Evening 😊. Lots of interesting talk here. For me, exercise is the best way to be able to eat a sustainable amount of food. I track my calories and my calorie burn and have been for a very long time now. It is quite obvious that maintenance for me requires the 3 hours of weights and the 3 hours of cardio that I do per week.
I'm 41, 5ft2 and 61kg. My bmr is 1350. I maintain on around 1900 and my excercise calories burned are averaged at around 500 per day (900cals x 3 each week for my exercise sessions and the rest from neat). Those exercise cals are making up 385 cals of that.
So yes, for me, they are SO important to keep me maintaining without feeling restricted.
I'm now 9 months in to maintenance. For the last 3 months I took my cals down a little each day to account for special occasions. That's worked well for me, and I'm maintaining in my target zone despite quite a few occasions where I've been not eating to calories over these last 3 months. I've noticed of late that I'm now naturally eating less in the days following these occasions. I've fallen in to what is hopefully more of an intuitive eating pattern. I'm able to stop when I'm full, and say no to things I'd ordinarily find hard to resist.
All in, I'd say things have gotten easier as my body has adapted to this way of life. I've been off medication since early July - and it's become easier even since then. It's actually fascinating to me!
I've just been through my biggest test. I've had a horrific 5 weeks - my dad collapsed, I rushed 200 miles to him. Came home when he stabilised after a few days. Two days later my DH was admitted to hospital (with a 32 hour stay on a hospital chair in a&e for us both as I was unable to leave him as he was so sick, but care was so poor) with a perforated bowel. Completely unexpected given hes fit and healthy . Within a week of this, while my DF was still in hospital (they thought it was Encephalitis which was bad enough) they realised their initial diagnosis was wrong. He was diagnosed with stage 4 Gliblastoma (brain cancer) and given a terminal prognosis at age 69 with no previous medical problems. It has been a huge, huge, huge shock. A real testing time. I've been off work, travelling up and down the m6/m5 back and forth trying to be there for both, plus my kids! I can only describe it as a living nightmare. My DH is well now, but needs follow up to see if he will need life changing surgery. He also has to eat a low residue diet and low fibre. It's a nightmare. He is gaining weight as that diet is unhealthy and he's always hungry as a result. He worked so hard to lose 3st, and now for his health he has to eat no fruit other than banana, white breads/pastas, well cooked veg that have no skins (so no peas, no mushrooms, no salad items), basically a shit food diet other than the fact he can eat lean meat and eggs. But without fibre, he's starving!

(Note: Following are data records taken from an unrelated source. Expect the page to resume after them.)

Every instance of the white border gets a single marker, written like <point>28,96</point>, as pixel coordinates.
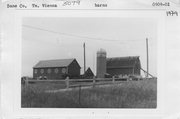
<point>12,58</point>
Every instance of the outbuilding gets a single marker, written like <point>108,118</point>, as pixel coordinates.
<point>56,69</point>
<point>123,66</point>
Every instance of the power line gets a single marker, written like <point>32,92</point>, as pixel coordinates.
<point>73,35</point>
<point>67,34</point>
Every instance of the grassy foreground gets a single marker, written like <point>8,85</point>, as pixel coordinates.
<point>132,94</point>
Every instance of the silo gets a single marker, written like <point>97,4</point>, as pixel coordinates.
<point>101,63</point>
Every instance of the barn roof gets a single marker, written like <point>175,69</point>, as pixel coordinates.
<point>54,63</point>
<point>122,62</point>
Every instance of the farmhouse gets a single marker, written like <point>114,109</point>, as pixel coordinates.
<point>123,65</point>
<point>57,69</point>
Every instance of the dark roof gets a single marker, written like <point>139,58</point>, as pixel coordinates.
<point>54,63</point>
<point>122,62</point>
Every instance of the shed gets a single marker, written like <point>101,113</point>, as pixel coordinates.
<point>89,73</point>
<point>57,69</point>
<point>123,65</point>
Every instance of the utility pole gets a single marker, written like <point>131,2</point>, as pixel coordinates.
<point>84,58</point>
<point>147,57</point>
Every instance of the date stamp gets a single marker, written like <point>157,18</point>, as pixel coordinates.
<point>160,4</point>
<point>71,3</point>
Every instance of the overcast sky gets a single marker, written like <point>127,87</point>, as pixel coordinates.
<point>118,36</point>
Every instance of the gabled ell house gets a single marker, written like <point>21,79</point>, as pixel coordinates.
<point>57,69</point>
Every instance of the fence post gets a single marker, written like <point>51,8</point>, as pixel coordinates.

Anyway, despite all of the above - I'm still in maintenance, and actually have managed to take it down to the low end of my target zone in this time too. I really have to keep this up, although this is going to be an incredibly testing time. One of the things I did was to take all my food with me. And an air fryer. So I managed to eat my normal diet. I have also sought out a local gym (they live rurally) that I can pay for one off sessions once I've done an induction. So if I'm there for any prolonged period, I can try to keep active.